Handling App Complexity Without Over-Engineering

· 5 min read

Every codebase I've worked on has a tipping point - the moment where the team either manages complexity well or starts drowning in it. The instinct is usually to add more layers, more abstractions, more patterns. But I've learned that the cure can be worse than the disease.

Key Takeaways

  • Complexity should be proportional to the problem, not the team's ambition.
  • Most abstractions are premature. Wait for the third use case before extracting.
  • Feature flags and configuration solve problems that architecture patterns can't.
  • The simplest solution that works is the best solution.

The Over-Engineering Trap

I've seen a pattern repeat across multiple teams: an engineer reads about Clean Architecture, MVVM, MVI, or some other pattern, and suddenly every feature needs five layers, three interfaces, and a dependency injection graph that takes 10 minutes to trace.

A login screen doesn't need:

  • LoginUseCase that calls LoginRepository that calls LoginRemoteDataSource that calls LoginApi
  • When LoginViewModel calling AuthRepository directly works perfectly fine

The question I always ask: Is this layer doing something, or is it just existing?

How I Decide When to Add Complexity

I use a simple decision tree:

Is the current approach causing real problems?
├── No → Don't change it
└── Yes → What's the simplest fix?
    ├── Rename/restructure existing code → Do that
    └── Need new abstraction → Will it be used 3+ times?
        ├── No → Inline the logic, add a comment
        └── Yes → Extract it

Real problems mean: bugs that keep recurring, features that take too long to add, or code that multiple engineers consistently misunderstand. "It doesn't feel clean" is not a real problem.

Practical Strategies I Use

Strategy 1: Vertical Slices Over Horizontal Layers

Instead of organizing code by architectural layer (all repositories together, all ViewModels together), I organize by feature:

features/
  auth/
    AuthViewModel.kt
    AuthRepository.kt
    LoginScreen.kt
  feed/
    FeedViewModel.kt
    FeedRepository.kt
    FeedScreen.kt
  profile/
    ProfileViewModel.kt
    ProfileRepository.kt
    ProfileScreen.kt

When I need to change the login flow, everything I need is in one directory. I don't need to jump between five different packages.

Strategy 2: Start Without Interfaces

This is controversial, but I don't create interfaces until I have a reason to. A UserRepository class is fine. If I later need to swap implementations or mock it in tests, I can extract an interface then. Kotlin makes this trivial with IDE refactoring.

// Start here
class UserRepository @Inject constructor(
    private val api: UserApi,
    private val dao: UserDao
) {
    fun observeUser(id: String): Flow<User> = dao.observe(id)
}
 
// Extract interface only when needed (testing, multiple implementations)

Most repositories in most apps will only ever have one implementation. Creating an interface "just in case" adds cognitive overhead for no benefit.
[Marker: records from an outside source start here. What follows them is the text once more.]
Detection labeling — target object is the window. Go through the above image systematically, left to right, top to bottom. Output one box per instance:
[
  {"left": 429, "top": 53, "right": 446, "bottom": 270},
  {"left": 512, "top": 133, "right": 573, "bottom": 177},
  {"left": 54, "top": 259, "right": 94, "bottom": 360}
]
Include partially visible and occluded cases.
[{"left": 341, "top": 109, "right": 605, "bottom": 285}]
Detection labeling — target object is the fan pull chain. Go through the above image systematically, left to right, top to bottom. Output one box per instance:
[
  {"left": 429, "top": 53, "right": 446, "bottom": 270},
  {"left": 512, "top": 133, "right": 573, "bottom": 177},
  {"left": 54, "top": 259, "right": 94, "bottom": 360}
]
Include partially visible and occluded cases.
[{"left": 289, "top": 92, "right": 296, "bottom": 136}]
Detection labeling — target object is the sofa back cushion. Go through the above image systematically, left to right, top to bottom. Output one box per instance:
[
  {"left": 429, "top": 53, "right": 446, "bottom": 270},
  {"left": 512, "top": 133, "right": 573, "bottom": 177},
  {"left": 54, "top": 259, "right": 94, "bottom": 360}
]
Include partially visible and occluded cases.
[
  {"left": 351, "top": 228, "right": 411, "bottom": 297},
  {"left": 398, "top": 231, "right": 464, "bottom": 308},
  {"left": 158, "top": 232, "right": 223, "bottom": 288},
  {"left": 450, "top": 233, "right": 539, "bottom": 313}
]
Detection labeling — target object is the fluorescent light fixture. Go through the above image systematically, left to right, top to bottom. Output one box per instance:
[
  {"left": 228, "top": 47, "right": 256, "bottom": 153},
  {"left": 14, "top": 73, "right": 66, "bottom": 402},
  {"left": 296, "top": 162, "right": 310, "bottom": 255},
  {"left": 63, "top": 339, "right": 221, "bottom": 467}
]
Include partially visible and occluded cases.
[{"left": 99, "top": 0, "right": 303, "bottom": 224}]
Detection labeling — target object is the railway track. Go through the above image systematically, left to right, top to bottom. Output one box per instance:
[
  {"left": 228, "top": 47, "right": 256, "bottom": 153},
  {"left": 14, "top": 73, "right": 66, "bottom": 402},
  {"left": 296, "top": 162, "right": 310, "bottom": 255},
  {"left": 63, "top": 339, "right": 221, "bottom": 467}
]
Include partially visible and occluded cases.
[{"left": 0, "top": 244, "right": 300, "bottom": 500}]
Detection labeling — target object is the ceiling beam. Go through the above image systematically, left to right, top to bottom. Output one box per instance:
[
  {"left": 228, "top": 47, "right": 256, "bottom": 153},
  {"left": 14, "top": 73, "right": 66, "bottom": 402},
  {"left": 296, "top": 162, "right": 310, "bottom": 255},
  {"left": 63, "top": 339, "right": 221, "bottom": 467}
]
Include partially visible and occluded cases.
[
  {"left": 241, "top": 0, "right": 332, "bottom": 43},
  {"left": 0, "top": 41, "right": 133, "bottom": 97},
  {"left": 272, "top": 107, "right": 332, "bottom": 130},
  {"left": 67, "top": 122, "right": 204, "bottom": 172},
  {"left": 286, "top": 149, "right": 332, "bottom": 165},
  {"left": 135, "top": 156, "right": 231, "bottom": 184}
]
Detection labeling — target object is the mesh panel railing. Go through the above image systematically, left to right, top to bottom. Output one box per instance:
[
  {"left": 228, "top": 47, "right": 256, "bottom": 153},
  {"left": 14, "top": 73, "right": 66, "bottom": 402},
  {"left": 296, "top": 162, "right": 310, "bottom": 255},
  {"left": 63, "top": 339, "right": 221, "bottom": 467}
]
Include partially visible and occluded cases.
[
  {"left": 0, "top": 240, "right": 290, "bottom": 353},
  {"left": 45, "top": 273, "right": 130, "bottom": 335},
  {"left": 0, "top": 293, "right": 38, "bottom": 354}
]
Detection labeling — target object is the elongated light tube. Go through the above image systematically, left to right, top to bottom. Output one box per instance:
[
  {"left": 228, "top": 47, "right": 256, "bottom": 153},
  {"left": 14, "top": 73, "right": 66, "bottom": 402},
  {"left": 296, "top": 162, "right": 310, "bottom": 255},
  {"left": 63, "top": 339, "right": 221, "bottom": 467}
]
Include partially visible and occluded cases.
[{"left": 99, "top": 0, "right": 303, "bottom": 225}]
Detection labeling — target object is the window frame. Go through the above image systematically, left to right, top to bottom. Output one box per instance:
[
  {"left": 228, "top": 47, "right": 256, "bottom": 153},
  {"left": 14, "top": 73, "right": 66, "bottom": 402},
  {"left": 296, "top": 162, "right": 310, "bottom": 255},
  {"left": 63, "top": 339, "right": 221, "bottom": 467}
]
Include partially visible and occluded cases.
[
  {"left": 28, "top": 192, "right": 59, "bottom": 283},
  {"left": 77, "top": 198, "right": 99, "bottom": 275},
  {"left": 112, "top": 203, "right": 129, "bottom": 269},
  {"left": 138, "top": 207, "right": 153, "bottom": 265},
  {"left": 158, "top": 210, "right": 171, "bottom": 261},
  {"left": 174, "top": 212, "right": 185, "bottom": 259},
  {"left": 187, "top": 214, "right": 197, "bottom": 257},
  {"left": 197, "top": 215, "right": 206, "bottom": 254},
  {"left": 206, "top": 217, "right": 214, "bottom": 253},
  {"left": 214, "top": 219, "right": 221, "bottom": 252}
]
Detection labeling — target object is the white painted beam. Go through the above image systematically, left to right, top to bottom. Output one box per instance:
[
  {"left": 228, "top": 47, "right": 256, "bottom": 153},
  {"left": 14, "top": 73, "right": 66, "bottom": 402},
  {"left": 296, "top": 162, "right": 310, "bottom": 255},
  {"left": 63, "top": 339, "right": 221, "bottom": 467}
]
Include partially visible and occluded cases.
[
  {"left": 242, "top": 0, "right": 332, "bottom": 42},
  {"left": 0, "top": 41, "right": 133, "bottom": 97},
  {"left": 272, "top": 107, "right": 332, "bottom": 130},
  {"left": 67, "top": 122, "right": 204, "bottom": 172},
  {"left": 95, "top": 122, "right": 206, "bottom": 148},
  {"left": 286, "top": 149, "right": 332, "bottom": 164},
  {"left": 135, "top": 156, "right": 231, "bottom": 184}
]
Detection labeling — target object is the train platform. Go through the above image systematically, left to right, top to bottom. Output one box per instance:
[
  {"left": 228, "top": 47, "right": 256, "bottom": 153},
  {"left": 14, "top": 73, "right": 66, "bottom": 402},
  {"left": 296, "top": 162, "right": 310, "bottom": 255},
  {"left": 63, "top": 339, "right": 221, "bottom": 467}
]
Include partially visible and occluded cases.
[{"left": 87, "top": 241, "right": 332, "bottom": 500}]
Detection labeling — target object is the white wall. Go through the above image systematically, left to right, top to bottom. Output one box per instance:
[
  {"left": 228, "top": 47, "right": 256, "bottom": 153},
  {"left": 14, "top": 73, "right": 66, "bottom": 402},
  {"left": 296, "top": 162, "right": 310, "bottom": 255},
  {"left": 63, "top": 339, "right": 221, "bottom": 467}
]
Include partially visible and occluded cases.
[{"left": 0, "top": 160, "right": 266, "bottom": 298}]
Strategy 3: Use Data Classes as Your Domain Model

I've seen projects where the domain model is an elaborate class hierarchy with inheritance and abstract methods. For most Android apps, data classes are all you need:

data class Article(
    val id: String,
    val title: String,
    val body: String,
    val author: Author,
    val publishedAt: Instant,
    val tags: List<String>
)

If you need behavior, add extension functions. If you need validation, add a factory method. You don't need an ArticleEntity, ArticleDomainModel, and ArticleUiModel unless each genuinely has different fields.

Strategy 4: Configuration Over Code

When a feature needs to behave differently in different contexts, I reach for configuration before code:

data class FeatureConfig(
    val maxRetries: Int = 3,
    val cacheTimeoutMs: Long = 5 * 60 * 1000,
    val enableOfflineMode: Boolean = true,
    val pageSize: Int = 20
)
 
class ArticleRepository @Inject constructor(
    private val config: FeatureConfig,
    private val api: ArticleApi,
    private val cache: ArticleDao
) {
    // Behavior changes based on config, not subclasses
}

This is simpler than creating OnlineArticleRepository and OfflineArticleRepository with a ArticleRepositoryFactory to choose between them.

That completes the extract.